Last weekend I posted a blog entry entitled Fun With Holster Angle. Over the past few days, I came to realize that I was trying to measure the wrong thing, complicating an issue that isn't complicated at all.
Heretofore, when we'd buy a holster, it had a cant. Indeed, most holsters, regardless of the particular sport are canted. The duty holster I wear every day is canted. All of my off-duty and sport holsters have cant, cant is very common. However, the CFDA rules specify that:
There will be no more than a 20-degree (front or back) holster cant while the shooter is in a normal standing positionSo, I had to unwrap my head from the concept of built-in holster cant and wrap my head around the concept that everyone is different, and wears their holsters differently. What matters is the angle of the holster while the shooter is standing in a normal standing position.

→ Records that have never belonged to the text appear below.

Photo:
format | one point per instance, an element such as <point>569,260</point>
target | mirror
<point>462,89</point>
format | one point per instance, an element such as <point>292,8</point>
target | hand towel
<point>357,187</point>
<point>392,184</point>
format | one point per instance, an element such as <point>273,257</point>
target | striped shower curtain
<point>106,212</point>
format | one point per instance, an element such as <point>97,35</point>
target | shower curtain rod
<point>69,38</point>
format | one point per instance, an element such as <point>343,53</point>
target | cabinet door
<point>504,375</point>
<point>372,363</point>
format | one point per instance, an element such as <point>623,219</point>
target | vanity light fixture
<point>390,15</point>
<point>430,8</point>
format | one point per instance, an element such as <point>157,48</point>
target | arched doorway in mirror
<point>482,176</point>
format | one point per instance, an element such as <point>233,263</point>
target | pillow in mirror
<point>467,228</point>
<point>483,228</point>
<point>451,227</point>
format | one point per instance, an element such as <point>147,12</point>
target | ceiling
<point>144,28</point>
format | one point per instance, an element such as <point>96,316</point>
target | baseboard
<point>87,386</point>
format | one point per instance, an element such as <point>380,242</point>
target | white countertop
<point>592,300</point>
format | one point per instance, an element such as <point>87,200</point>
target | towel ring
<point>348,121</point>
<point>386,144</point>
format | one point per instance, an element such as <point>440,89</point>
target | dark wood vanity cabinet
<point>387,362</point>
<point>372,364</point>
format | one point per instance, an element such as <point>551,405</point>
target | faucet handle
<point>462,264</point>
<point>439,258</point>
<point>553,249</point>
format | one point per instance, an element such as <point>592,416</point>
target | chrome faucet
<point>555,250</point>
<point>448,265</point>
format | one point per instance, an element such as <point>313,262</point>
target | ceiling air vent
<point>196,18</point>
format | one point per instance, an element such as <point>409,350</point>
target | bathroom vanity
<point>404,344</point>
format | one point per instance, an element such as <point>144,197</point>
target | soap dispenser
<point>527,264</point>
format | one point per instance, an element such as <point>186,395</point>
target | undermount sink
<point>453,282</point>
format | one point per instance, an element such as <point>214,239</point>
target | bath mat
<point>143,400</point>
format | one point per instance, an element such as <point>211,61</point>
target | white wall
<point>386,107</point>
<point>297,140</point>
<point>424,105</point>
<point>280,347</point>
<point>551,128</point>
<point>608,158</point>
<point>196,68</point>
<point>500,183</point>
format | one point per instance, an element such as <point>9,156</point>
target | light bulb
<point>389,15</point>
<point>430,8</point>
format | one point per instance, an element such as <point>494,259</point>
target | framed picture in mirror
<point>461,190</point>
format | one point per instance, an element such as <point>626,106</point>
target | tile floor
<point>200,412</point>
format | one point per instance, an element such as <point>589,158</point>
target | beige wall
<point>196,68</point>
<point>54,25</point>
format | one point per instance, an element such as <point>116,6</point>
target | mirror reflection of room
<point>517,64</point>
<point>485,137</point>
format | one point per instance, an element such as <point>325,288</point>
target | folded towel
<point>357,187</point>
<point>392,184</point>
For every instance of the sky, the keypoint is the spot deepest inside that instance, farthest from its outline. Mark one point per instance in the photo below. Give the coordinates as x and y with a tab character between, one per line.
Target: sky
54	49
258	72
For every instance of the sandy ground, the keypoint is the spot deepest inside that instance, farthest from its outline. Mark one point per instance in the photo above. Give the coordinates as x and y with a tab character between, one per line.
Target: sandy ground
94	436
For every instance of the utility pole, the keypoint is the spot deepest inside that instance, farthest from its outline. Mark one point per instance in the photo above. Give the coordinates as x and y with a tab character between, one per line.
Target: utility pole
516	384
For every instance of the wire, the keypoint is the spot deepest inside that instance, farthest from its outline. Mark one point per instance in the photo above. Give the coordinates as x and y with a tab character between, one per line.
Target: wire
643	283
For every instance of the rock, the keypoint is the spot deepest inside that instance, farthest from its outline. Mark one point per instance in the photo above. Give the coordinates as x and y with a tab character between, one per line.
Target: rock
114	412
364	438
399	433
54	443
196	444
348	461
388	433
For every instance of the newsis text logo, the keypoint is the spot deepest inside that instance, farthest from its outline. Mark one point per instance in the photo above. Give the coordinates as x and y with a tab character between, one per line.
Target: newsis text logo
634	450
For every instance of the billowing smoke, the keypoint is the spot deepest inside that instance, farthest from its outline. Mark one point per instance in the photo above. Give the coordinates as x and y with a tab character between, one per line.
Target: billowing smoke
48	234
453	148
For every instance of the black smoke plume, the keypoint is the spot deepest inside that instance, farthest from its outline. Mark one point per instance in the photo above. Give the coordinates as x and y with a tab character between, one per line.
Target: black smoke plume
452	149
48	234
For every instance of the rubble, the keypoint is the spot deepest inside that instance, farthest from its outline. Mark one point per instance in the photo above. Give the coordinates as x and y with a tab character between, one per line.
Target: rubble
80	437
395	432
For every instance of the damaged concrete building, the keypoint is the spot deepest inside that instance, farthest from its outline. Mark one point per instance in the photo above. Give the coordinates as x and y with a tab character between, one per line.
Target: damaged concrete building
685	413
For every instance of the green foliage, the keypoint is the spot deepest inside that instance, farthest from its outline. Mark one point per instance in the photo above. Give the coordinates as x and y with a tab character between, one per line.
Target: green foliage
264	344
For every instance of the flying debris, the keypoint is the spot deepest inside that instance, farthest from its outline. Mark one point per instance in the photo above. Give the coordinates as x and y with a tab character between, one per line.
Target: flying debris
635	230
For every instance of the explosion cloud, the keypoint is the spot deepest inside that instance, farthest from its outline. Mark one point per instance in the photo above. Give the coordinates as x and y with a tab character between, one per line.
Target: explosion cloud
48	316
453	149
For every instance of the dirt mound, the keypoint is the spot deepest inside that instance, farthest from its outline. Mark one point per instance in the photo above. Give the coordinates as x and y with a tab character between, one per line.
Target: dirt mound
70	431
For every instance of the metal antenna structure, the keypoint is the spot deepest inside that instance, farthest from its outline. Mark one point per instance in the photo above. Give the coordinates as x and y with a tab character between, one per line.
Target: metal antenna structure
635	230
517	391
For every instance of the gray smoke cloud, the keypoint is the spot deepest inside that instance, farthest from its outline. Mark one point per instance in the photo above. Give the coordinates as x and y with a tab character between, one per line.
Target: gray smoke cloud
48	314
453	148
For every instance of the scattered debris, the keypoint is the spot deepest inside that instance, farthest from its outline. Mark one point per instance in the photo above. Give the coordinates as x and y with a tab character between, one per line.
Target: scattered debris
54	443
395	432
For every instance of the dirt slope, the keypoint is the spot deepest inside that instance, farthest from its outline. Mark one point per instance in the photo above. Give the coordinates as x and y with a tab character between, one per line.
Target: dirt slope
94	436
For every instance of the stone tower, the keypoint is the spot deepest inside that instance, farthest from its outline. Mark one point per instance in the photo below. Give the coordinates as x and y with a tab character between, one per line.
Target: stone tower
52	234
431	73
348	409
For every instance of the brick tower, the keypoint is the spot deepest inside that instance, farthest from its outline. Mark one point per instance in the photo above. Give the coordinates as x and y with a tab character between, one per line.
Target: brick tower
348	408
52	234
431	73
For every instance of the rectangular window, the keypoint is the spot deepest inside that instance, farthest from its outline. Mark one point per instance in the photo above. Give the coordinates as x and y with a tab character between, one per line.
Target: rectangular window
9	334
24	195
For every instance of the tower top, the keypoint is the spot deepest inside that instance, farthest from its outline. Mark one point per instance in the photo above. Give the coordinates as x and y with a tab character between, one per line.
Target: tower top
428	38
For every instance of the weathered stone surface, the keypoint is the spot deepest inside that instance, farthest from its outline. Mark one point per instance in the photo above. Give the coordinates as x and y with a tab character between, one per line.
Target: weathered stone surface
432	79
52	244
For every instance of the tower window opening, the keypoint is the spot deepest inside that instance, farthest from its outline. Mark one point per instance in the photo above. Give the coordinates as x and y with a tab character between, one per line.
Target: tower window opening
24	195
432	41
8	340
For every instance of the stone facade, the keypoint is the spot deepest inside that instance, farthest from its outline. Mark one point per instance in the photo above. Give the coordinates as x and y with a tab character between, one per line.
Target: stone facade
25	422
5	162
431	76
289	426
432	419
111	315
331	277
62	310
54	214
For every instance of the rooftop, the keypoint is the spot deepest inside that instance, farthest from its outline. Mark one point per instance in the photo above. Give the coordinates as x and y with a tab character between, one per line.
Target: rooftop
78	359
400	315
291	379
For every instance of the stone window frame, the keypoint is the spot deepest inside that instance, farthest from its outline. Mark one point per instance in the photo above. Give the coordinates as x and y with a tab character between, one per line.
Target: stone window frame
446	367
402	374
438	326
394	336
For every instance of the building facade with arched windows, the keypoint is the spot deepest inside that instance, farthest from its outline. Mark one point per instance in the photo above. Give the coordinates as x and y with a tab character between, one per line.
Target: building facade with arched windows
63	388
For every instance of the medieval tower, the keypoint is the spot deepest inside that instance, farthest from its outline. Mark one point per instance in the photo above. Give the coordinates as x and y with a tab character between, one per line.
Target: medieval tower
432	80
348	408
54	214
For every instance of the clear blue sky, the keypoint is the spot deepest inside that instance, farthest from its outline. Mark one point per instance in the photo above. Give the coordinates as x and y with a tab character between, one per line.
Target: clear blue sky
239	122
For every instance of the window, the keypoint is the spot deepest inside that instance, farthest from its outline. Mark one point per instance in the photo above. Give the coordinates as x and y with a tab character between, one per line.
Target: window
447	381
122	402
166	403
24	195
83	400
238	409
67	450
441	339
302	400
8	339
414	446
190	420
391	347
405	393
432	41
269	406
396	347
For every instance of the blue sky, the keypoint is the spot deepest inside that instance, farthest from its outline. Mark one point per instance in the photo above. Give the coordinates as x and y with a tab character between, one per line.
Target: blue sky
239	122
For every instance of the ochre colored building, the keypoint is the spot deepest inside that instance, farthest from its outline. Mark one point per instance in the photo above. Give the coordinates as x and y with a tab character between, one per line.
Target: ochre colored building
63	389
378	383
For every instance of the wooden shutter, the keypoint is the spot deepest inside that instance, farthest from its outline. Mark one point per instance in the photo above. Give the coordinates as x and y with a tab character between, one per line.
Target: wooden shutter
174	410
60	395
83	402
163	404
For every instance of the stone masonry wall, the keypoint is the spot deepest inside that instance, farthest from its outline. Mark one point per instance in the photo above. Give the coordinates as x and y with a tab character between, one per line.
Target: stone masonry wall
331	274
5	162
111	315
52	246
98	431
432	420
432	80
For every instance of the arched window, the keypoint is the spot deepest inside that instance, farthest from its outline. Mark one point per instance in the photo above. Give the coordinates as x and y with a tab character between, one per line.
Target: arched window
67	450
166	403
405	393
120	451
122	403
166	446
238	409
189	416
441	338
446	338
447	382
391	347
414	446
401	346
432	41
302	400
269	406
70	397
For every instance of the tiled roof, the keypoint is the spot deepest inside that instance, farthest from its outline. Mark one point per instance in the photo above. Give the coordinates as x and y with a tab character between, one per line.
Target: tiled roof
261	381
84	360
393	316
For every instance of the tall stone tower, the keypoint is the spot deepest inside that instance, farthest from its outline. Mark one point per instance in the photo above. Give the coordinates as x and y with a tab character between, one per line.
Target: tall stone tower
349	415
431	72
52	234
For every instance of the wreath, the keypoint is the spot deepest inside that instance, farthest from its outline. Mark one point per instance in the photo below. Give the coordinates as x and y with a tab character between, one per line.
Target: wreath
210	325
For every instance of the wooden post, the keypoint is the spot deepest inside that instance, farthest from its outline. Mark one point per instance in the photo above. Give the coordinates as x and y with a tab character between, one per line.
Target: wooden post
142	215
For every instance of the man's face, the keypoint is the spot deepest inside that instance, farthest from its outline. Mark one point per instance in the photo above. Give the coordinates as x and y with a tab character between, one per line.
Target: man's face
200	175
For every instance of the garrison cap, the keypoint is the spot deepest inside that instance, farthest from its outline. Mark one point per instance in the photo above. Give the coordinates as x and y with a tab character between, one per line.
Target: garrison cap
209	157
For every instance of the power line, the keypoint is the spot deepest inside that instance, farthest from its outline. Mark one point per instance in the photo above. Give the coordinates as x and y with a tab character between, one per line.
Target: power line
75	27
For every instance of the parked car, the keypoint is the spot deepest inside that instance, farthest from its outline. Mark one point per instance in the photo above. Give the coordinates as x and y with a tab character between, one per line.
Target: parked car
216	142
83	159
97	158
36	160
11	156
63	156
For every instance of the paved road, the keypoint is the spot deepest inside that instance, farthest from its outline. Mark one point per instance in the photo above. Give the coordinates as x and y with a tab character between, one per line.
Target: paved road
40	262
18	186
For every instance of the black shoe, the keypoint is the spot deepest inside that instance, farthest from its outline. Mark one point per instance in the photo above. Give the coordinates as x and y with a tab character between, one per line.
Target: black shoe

Well, heck, that's easy. All we need to do is have the shooter stand in a normal standing position and measure the angle of the holster from the vertical as that shooter wears the holster. So, we're not measuring the manufactured cant of the holster, we're measuring the holster angle as the shooter wears it. Interestingly, I have a couple of holsters with a manufactured 17 degree cant. I measured them as I wear them, and the holster angle when I am in a normal standing position is about 6 degrees.
SO, on the recommendation of some very experienced CFDA gurus, I ordered a couple of these
They will be delivered in a few days, and I'll have one on each of the scoring tables when we do the sanctioned state championship in April. This thing looks nearly fool-proof, which is good when we consider that I'll be operating it.